3 Kiwis Trade The Urban Jungle For The Real Thing
4 DECEMBER 2003
What the Hell Are We Doing Here?
Three Kiwis trade the urban jungle for the real thing
The extraordinary overland journey of Murray Gough and Peter Travers with friend Lloyd Powell was a dream that became reality, a modern odyssey that encompassed eight years, 50 countries and over 150,000 kilometres. New Zealanders can now share their amazing adventures in a recently published book, being launched today.
'What The Hell Are We Doing Here!' is the story of how they did it, how these Wellington businessmen traded the urban jungle for the real thing.
The men ventured into the unknown with two fully-equipped Land Rover Defenders and a year's worth of planning, research and preparation. With anecdotes and dramatic pictures the book recounts their traverse of the Sahara Desert, their encounters with the colourful people of West Africa, and their arduous battle through the chaos and corruption of the Congo.
Behind the story and pictures lies the challenge of three middle-aged businessmen setting out to fulfill an unlikely dream. Co-author Peter Travers recalls that facing the threat of a loaded AK47 in Zaire was "considerably more exciting than banking", and that his enjoyment of the experiences described in the book led to an unplanned extension of the overland journey - in stages over 8 years all the way to Siberia.
At the end of his term as CEO of the Dairy Board Murray Gough was ready for the challenge of a different type of travel.
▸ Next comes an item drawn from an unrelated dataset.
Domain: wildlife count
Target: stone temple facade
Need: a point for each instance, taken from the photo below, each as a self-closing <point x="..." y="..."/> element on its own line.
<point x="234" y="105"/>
A chance business encounter in Algeria had left him dreaming of the "vast seas of sand" that lay in the interior of North Africa, never really believing that he would one day cross them. "We had many adventures and learnt about many cultures," Murray says, "but perhaps the greatest surprise was that we could journey successfully through countries considered by most to be too difficult for independent travellers - and the universal warmth and dignity of the people we met."